Thirty years later, the belief persists that autistics can reliably count a pile of toothpicks at a glance. This is a powerful negative stereotype that autistic children (and their parents) must overcome.


Six years after the release of Curious Incident, Haddon, curiously, began to back away from Boone's book-jacket Asperger's diagnosis. "Curious Incident is not a book about Asperger's," he wrote on his blog. "It's a novel whose central character describes himself as 'a mathematician with some behavioural difficulties'. Indeed he never uses the words 'Asperger's' or 'autism' (I slightly regret that fact that the word 'Asperger's' was used on the cover)."

Was his regret only "slight" because he knew that without those magic words on the cover, the book might not have sparked as much interest, or sold as many copies?

More importantly, why did it take six years for Haddon to recant? Was he (belatedly) empathizing with the Asperger's community, the writers of those 73 one-star reviews, who now must deal with Christopher John Francis Boone as their pop-cultural representative? Had he awakened to the dangers of irresponsible fiction? Wherefore his dramatic reversal?

No. He wanted to explain, once and for all, why he always turned down requests from autism awareness groups. "Unsurprisingly," Haddon explained, "I'm often asked to talk about Asperger's and autism or to become involved with organisations who work on behalf of people with Asperger's and autism, many of whom do wonderful work. But I always decline, for two reasons: 1) I know very little about the subject...2) Curious Incident is not a book about Asperger's."

Curious Incident is not a book about Asperger's? Sure -- and Moby Dick is not a book about a whale.
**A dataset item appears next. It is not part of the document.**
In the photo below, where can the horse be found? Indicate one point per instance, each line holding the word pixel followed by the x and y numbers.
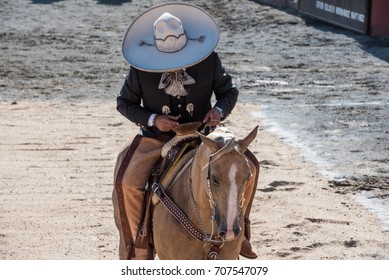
pixel 210 190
I don't begrudge Haddon his freedom of speech, or his ability to make a living as a man of letters. He can write about whatever he pleases. What I find objectionable is that he seems unaware of -- or, worse, indifferent toward -- the fact that he has made both his name and his fortune exploiting the Asperger's community, my son included. After all, if his aim were to present an honest portrayal of the disorder, his research would have involved more than skimming an essay about Temple Grandin, who isn't even an aspie.
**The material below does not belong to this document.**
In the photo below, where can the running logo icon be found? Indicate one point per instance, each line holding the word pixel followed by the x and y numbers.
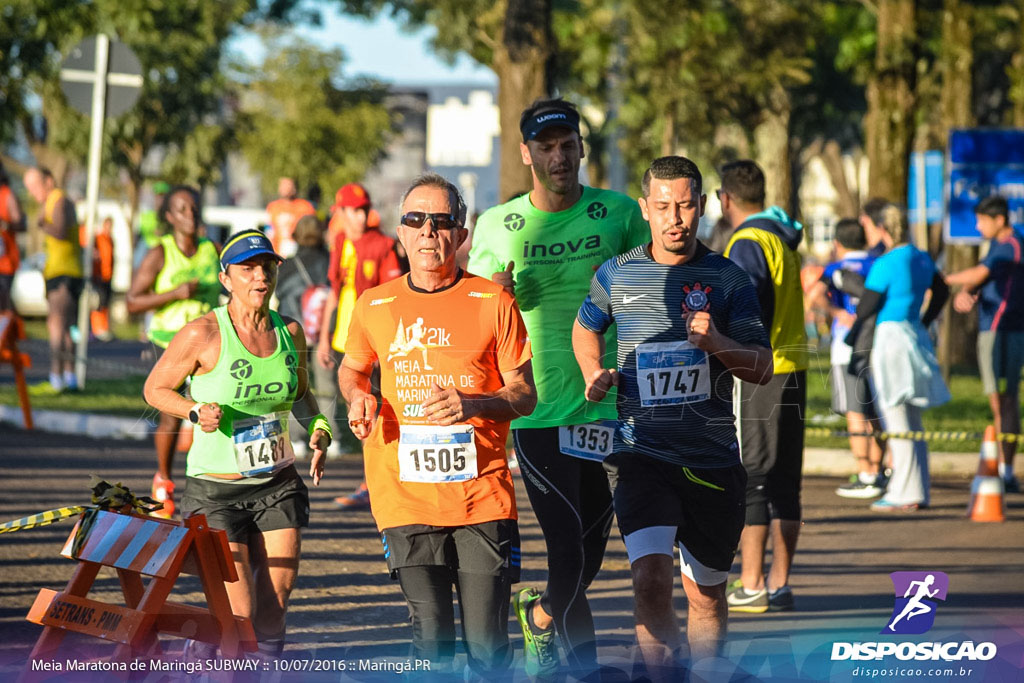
pixel 913 611
pixel 695 298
It may be that Haddon did not set out to create a character with a specific DSM diagnosis; Schofield, in his Guardian essay, suggests as much. It may be that Haddon wasn't responsible for the words "Asperger's Syndrome" appearing on the back cover of his novel; publishers, not authors, usually have the final say on book jacket copy. It may be that Haddon didn't intend to negatively stereotype those with Asperger's; Morrow, the Rain Man screenwriter, who gave his Academy Award statue to Kim Peek, certainly did not intend to negatively stereotype autistics.

But the fact remains: Haddon did write an Asperger's character, he did take advantage of the words "Asperger's Syndrome" in his marketing campaign, and knowingly or not, he did create a negative stereotype. And if he felt anything but indifference toward this literary exploitation after the fact, he would not have used the same narrator-with-relatively-rare-psychological-disorder gimmick in his follow-up novel, as he did with 2006's A Spot of Bother, replacing Asperger's with hypochrondria.

In any case, the damage is done. Christopher John Francis Boone is to Asperger's what Raymond Babbitt is to autism. And aspies everywhere -- including my son -- must now live with it.